• Apache Kafka
  • Dev Rel
  • Technical
Why is Apache Kafka® Tiered Storage More Like a Dam than a Fountain? Part 1

Instaclustr recently announced the availability of a public preview of Apache Kafka® tiered storage. This is a long-awaited “feature” (more a fundamental architectural shift really), proposed in KIP-405 in 2019, which finally appeared in Kafka version 3.6.0 late last year (KAFKA-7739).

Tiered storage is still “early access” so is not currently recommended for use in production and comes with some limitations. Kafka version 3.8.0 was released while I was writing this (July 30, 2024) and has many tiered storage bug fixes), so keep a look out for the production-ready version.

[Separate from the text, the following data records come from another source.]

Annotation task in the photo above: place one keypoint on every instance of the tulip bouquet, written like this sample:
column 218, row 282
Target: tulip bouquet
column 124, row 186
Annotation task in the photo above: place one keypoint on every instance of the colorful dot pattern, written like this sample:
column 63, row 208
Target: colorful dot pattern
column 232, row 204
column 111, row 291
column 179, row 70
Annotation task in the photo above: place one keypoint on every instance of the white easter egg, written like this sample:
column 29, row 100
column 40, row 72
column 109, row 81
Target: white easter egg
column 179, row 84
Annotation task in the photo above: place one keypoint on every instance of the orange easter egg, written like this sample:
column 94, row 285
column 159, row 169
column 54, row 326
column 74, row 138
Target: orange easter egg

What is Apache Kafka “Tiered Storage”?

Put simply, it’s a way of “tiering” the Kafka data (records, associated with topics and partitions) so that cheaper and bigger storage can be used in conjunction with the existing local storage.

Previously, a Kafka cluster was only made up of multiple identical brokers that provide both compute and storage resources. To increase storage you had to add more brokers or increase the size of brokers (change to brokers with larger disks).

But by doing this you are also increasing the compute capacity of the cluster, so you can’t increase storage capacity independent of compute capacity.

So, What’s Changed?

Apache Kafka calls this a new feature, but in my opinion, it’s a fundamental architectural shift from a relatively simple homogeneous cluster architecture to a (more complex) heterogeneous tiered architecture. With tiered storage, you now have the option to have essentially infinite record storage using cheaper cloud storage.

Some local storage is still required, but you can potentially reduce the amount of local storage needed, and/or increase the total amount of storage in use (and therefore how much data and how long the records are maintained for) by copying records to cloud storage.

If you need to read older records that are only available on cloud storage, they are automatically moved back to the brokers. All of this comes with no major changes to the Kafka clients (producers and consumers), but there are a few extra topic configurations for consumers; the tiered storage works transparently.  

Kafka is a streaming system and streams, by definition, are fast-moving, continuous, unbounded, and essentially infinitethe data just keeps coming and you may want to go back to the source again multiple times for various use cases. As a result, Kafka water metaphors are common, including the “Current” conference.

I recently wrote about the connection between a dam I was kayaking on and Kafka. There’s a long history of using “water” to model other systems (e.g. MONIAC)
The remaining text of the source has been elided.